Por que as perdas de aves importam para além das aves
As aves desempenham funções essenciais nos ecossistemas. Muitas espécies ajudam a controlar populações de insetos. Outras espalham sementes, contribuindo para a diversidade e a resiliência das plantas. Além disso, as aves ocupam posições importantes na cadeia alimentar, sustentando predadores e outros animais.
Quando as populações de aves diminuem - sobretudo em múltiplas famílias e habitats - esses serviços ecossistémicos enfraquecem. Isso pode gerar efeitos em cascata, alterando comunidades vegetais, dinâmicas de insetos e até sistemas agrícolas que dependem do controlo natural de pragas.
A ligação com a atividade humana não é totalmente inesperada. Leroy observa que a influência humana sobre o ambiente acelerou de forma intensa desde meados do século XX.
“Sabemos que existe uma relação entre as atividades humanas e a biodiversidade porque sabemos que os humanos, como qualquer outra espécie, têm um impacto no ambiente”, afirmou.
O novo estudo reforça essa narrativa mais ampla, ao mostrar não apenas que os números de aves estão a cair, mas que, em determinadas regiões, a rapidez dessa queda está a aumentar.
Como reverter estas tendências
Os resultados deixam um recado claro: os declínios de aves são generalizados e, em algumas das regiões mais intensivas em agricultura dos EUA, estão a acelerar.
Ao mesmo tempo, Leroy destaca que a biodiversidade não é fixa.
“A biodiversidade é muito dinâmica”, disse. “Se você deixa a vida voltar, se você deixa espaço e toma as medidas certas, você vai ver resultados na biodiversidade rapidamente - digamos, em questão de décadas. Se agirmos, veremos o impacto durante a nossa vida.”

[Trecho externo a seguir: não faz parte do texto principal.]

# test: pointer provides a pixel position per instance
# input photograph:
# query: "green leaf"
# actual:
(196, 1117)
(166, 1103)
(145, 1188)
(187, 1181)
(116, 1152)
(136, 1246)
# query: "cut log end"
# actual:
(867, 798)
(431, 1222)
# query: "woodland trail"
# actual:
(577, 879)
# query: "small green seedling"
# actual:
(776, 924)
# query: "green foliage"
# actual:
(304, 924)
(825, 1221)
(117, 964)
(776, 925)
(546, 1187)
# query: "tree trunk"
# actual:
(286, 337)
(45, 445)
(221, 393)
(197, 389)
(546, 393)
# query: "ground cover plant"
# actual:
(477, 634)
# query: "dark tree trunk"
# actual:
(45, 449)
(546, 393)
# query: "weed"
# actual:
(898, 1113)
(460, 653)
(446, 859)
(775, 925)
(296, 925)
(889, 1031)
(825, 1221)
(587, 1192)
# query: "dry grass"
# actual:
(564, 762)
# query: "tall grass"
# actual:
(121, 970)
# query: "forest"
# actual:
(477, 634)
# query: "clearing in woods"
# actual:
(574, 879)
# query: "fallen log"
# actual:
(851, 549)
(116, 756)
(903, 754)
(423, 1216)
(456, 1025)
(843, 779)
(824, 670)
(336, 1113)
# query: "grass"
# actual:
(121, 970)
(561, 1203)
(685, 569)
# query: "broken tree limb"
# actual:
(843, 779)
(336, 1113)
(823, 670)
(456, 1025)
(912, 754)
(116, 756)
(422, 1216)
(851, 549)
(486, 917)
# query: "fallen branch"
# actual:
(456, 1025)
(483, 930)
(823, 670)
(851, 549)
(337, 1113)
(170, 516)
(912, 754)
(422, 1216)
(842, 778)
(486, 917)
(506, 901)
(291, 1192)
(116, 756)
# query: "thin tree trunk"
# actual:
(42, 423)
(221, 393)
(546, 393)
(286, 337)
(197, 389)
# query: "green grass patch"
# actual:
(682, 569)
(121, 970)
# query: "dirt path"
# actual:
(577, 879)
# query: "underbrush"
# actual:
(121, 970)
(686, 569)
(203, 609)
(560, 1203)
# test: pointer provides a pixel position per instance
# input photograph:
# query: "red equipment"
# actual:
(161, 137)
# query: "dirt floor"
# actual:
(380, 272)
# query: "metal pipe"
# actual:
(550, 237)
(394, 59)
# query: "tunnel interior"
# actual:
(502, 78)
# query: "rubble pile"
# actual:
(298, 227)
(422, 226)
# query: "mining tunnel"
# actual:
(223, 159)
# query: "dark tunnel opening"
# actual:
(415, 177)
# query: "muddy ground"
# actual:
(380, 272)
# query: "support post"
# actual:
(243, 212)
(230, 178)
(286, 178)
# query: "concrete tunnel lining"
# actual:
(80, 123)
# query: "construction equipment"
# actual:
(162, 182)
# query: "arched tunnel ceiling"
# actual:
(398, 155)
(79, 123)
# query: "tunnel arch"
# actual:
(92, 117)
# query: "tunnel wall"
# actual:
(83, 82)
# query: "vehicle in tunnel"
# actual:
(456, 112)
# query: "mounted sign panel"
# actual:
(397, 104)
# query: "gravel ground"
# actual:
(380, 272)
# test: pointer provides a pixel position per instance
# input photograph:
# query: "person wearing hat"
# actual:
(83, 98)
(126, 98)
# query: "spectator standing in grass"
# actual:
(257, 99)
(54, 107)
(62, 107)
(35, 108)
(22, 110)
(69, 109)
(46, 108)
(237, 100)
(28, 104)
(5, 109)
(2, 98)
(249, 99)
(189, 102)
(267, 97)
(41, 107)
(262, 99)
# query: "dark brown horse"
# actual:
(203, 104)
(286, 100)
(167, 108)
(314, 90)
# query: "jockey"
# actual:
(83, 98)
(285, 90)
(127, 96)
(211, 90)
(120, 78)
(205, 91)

As conclusões sugerem que mudanças no uso do solo, nas práticas agrícolas e nos insumos químicos podem ajudar a reduzir ou reverter essas tendências. Se a intensidade agrícola está associada ao declínio acelerado, então ajustar a forma como as paisagens são geridas também pode alterar a trajetória.
Por enquanto, os dados indicam que as populações de aves estão a diminuir em todo o continente e que, em partes do Meio-Oeste, da Califórnia e do Meio-Atlântico, as perdas estão a ocorrer mais depressa do que antes.
Mas os resultados também sugerem que as escolhas humanas - as mesmas forças que ajudaram a impulsionar a aceleração - podem influenciar o que acontece a seguir.